At the end of Listen, I got the feeling they wanted to write it off as an illusion of the Doctor, since Clara grabbed his ankle when he was a kid. So because of this there are no beings which perfected hiding, they just do not exist. Is this what they were going for? is it open to our own interpretation? or are there actually beings which have perfected hiding?
It just isn't really clear to me.
To me, those beings do exist since we saw the Doctor placing the chalk on the book where as it wasn't there anymore when he wanted to pick it up and listen was written on the board. We did not see the Doctor do it and the camera was on him the whole time right?
On a side note I was really on edge when I saw LISTEN on the board. A week long I humored my self thinking they might be real.
Answer
It’s deliberately ambiguous.
Every spooky situation in the episode has a rational explanation. For example:
- The word “LISTEN” on the blackboard is written in the Doctor’s handwriting. He protests that “I couldn't have written it and forgotten, could I?”, but I’m not entirely convinced.
- I explained the monster in Rupert’s bedroom in another question.
- The banging on the door of the space station is just the pressure seal, not somebody outside the door.
And so on.
Maybe there are beings that have perfected hiding, but that doesn’t mean the Doctor has just found them, or any evidence for them. By their very nature, such creatures would leave no evidence of their existence, unless they chose to do so.

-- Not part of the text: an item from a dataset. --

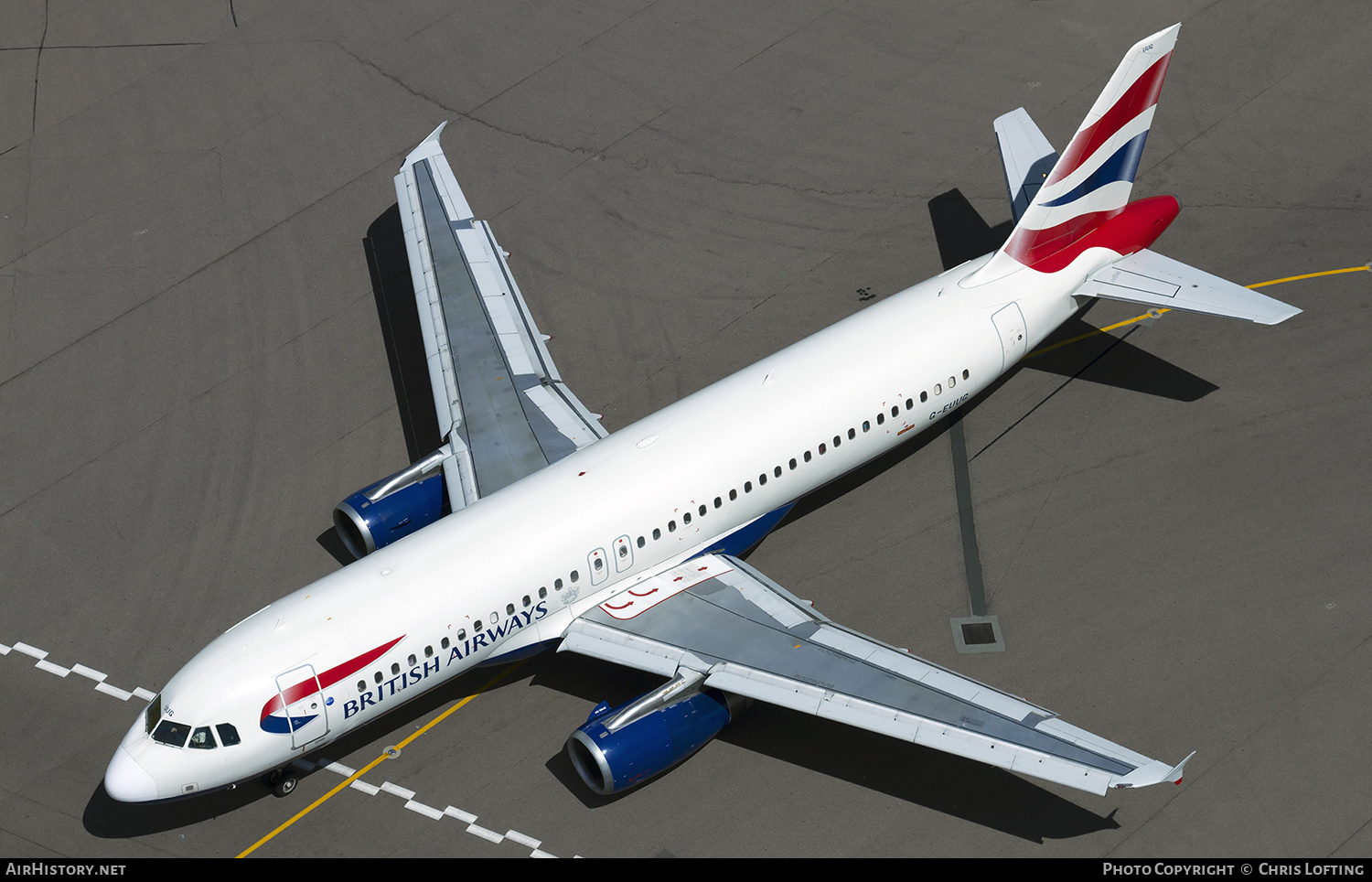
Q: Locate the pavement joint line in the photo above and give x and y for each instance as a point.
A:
(428, 811)
(91, 673)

The only way to prove their existence is to find a situation in which the only explanation is creatures with perfect hiding, and we don’t have any of those. (And indeed, if we can find evidence that they exist, isn’t their ability to hide not quite as perfect as we might think?)
Of course, it is also impossible to disprove their existence. However hard you argue that there isn’t one standing right behind you, I could argue that it’s so good at hiding that you could never notice it standing there, and you have no way of proving me wrong. (If we take “perfect” to the extreme.)